Frailty Risk Prediction Model among Older Adults: A Chinese Nation-Wide Cross-Sectional Study
Round 1
Reviewer 1 Report
This manuscript examined the frailty risk prediction model in older Chinese by finding the impact of socio-demographic, behavioral, and social support factors on the risk of developing frailty. The topic of the study is interesting, and the study results might have a potential clinical impact. However, this manuscript needs major revision and has to address the comments listed below: Major comments:
Introduction/Background:Page 2, 49-50 line: The authors stated that “Moreover, most of these studies were carried out in developed countries”. The authors should provide what previous studies are (i.e., developed countries’ studies) and add the references. Also, the authors should provide a brief rationale for why the results from developed and non-developed countries are different.
Page 2, 51-52 line: The authors stated that “especially among Chinese older adults which is the largest aging population in the world”. Please provide more information and reference(s).
Page 2, 57 lines: Please provide the study hypotheses.This Introduction needs revision by considering the comments and questions above.Methods:Page 2, 65 lines: This reviewer strongly recommends the authors provide the flow chart of participants (e.g., cohort diagram).
Page 2, 77-92 lines: Please briefly address why the 35 items as behavioral factors and 25 items as social support factors are the risk of developing frailty. Also, please provide the reference(s).
Results:Page 3, 117-118 lines: Please provide the mean and standard deviation of the age for each group (non-frail and frail).
Page 4, 137 lines: Please provide more explanation about Figure 1.
Page 4, 138 lines: The authors do not provide information about how many missing data (i.e., behavioral and social support factors) were for Table 2. Please provide the information using the frequency and %.
Page 7, 167-168 lines: Please provide more explanation about Figure 2 (i.e., what the dependent variable is and what the independent variables are).
Discussion:
Page 8, 183 lines: Please clarify the “eating patterns”.
Page 10, 254 lines: The authors stated that “Regarding the limitations of this research”. However, the authors do not provide the limitations. Previous sentences were about 3 strengths.
Page 8, 258 lines: The authors stated that “What’s more”, but this sentence is grammatically incomplete.
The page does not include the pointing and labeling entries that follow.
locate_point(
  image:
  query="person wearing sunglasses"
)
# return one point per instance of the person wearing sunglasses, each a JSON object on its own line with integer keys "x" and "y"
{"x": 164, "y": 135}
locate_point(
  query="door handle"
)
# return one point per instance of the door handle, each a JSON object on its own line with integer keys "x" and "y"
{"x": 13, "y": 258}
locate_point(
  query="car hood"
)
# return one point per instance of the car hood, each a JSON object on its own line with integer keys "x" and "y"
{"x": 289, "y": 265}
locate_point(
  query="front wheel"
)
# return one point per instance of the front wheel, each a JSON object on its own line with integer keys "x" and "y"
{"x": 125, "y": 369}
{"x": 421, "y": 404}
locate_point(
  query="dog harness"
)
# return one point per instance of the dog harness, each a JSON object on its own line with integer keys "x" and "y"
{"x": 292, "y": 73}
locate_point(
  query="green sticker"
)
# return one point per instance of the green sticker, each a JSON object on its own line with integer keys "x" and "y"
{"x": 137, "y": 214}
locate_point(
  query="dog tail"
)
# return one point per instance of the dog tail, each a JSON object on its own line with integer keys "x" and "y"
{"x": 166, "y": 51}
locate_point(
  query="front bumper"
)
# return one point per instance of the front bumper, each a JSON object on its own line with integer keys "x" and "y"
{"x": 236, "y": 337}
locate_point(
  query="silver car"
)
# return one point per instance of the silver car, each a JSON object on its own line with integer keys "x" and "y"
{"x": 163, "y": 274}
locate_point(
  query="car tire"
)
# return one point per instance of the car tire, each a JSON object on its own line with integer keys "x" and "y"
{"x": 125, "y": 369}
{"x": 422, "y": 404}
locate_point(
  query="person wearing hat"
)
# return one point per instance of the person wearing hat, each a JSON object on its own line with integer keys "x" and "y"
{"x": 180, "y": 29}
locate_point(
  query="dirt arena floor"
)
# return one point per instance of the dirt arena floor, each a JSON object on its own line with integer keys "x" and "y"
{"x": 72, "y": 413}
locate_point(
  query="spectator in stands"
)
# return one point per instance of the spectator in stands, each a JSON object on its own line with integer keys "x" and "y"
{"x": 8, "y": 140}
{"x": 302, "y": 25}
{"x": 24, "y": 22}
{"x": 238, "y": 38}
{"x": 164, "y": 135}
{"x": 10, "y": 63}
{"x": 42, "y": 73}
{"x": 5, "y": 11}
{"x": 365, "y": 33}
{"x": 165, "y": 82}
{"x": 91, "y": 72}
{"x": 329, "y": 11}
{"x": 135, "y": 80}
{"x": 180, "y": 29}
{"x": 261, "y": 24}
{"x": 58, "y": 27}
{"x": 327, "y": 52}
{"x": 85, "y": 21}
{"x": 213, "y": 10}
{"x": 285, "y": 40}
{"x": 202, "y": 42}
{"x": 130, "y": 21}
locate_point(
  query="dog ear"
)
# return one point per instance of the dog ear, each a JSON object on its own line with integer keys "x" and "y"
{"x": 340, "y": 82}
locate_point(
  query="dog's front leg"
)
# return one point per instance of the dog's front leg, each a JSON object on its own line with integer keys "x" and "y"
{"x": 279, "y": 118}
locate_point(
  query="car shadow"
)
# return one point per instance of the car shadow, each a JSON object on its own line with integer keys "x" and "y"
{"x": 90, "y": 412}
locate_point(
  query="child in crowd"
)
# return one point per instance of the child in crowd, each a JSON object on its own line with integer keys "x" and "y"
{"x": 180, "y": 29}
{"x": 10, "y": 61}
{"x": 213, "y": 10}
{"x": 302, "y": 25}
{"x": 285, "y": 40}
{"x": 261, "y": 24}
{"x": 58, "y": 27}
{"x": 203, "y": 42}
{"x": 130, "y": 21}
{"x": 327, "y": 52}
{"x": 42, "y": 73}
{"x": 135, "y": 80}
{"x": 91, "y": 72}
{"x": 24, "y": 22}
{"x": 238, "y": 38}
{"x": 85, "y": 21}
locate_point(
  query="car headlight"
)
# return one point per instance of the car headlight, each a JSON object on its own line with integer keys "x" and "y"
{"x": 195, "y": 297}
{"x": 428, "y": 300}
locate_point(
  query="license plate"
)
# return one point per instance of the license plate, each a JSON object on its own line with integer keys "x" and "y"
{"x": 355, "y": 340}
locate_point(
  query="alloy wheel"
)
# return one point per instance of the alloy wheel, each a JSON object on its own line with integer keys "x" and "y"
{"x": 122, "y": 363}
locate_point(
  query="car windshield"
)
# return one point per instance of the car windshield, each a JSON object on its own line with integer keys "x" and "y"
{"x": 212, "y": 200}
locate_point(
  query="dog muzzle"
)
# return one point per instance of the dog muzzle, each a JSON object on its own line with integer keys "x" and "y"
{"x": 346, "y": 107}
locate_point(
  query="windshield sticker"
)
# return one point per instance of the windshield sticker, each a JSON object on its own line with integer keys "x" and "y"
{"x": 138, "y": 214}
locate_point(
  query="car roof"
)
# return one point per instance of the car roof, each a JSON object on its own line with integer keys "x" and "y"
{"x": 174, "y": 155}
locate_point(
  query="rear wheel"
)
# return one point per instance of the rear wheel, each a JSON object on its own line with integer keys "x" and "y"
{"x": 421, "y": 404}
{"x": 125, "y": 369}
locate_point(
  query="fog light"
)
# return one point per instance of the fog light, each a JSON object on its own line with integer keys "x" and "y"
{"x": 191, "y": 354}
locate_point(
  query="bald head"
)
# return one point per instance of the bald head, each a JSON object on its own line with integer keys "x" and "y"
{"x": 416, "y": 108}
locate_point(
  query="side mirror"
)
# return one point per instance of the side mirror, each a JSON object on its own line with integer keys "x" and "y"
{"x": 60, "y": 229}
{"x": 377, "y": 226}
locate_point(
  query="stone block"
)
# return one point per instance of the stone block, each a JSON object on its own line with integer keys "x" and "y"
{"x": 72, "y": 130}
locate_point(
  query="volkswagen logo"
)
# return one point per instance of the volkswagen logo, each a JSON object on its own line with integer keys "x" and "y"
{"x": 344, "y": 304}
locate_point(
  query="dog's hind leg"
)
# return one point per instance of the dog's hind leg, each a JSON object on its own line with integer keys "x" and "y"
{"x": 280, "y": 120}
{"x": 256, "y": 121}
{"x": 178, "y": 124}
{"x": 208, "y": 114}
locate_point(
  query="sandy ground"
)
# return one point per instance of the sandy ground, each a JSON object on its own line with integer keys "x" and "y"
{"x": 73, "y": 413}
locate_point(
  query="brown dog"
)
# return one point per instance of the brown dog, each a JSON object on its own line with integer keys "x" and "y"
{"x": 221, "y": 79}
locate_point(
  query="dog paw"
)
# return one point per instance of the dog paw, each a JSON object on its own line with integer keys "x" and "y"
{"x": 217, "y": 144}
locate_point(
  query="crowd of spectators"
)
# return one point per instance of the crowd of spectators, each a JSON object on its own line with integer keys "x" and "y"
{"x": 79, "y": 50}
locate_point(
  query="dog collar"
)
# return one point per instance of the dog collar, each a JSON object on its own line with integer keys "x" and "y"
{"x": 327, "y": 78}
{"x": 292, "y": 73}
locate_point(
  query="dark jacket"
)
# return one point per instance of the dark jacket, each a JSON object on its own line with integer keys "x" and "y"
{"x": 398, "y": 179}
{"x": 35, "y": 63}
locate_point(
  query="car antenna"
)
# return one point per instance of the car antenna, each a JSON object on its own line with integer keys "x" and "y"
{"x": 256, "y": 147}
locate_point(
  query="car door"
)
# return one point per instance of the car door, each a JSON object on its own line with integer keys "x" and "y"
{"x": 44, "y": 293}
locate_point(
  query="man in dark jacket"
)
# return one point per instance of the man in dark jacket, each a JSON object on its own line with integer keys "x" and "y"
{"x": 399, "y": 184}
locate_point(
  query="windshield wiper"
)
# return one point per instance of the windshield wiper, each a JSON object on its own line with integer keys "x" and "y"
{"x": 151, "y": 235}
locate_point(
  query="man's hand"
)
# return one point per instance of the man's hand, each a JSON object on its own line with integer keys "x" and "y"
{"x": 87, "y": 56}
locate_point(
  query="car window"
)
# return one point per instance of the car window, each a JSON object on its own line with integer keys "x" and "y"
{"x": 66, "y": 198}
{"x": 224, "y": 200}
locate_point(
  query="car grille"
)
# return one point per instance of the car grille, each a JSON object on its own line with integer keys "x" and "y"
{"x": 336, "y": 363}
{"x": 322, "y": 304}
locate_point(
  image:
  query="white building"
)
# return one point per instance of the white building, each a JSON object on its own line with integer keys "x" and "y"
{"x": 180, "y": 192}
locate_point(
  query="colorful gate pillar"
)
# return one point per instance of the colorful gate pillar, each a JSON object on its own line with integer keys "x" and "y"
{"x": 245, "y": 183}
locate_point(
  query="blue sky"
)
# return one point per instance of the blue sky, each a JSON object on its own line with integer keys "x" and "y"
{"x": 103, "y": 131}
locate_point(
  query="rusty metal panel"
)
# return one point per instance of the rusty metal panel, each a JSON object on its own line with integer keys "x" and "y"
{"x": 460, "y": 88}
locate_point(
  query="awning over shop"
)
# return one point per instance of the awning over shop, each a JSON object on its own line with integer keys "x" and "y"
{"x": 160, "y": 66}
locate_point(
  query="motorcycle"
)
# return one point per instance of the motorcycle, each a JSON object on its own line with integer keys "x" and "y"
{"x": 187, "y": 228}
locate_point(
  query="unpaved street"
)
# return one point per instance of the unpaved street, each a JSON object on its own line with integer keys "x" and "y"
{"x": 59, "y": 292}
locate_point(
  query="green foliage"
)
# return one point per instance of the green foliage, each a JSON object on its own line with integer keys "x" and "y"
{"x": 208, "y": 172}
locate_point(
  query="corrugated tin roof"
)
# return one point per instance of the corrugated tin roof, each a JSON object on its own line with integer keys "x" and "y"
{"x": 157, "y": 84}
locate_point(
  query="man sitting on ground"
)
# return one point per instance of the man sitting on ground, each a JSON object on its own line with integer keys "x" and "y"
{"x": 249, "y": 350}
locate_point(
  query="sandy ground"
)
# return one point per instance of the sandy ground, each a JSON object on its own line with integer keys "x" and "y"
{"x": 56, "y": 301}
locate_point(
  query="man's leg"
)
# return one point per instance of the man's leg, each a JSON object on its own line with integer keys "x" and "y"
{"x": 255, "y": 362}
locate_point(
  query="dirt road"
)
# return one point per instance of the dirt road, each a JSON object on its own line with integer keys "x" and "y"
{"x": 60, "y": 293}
By considering the comments and suggestions above, this section should be revised extensively.
Author Response
Introduction
- Thank you very much for your suggestions. We added studies from some developed countries and their references, and then explained why the results are different for developed and developing countries. The series of additions help us to articulate more clearly the importance of this study. The statement in the text is as follows: In addition, most frailty prediction models were carried out in developed countries[8]. For example, a study from Tokyo developed a frailty predictive model based on socio-demographic, medical, behavioural and subjective factors(7). There is also a study in French that developed the FRAGIRE tool to assess the risk of frailty in older adults(8). As the great differences in terms of socio-demographic characteristics, behaviour and social environment between developed and developing countries, the frailty prediction models will also differ significantly[9, 10]. Still unknown is how socio-demographic, behavioural, and social support factors would influence and predict frailty together in developing countries. Hence, there is a need to establish a frailty risk prediction model for Chinese older adults, the largest ageing population in the world, which will provide valuable evidence for understanding frailty. See page 2, 49-59 lines.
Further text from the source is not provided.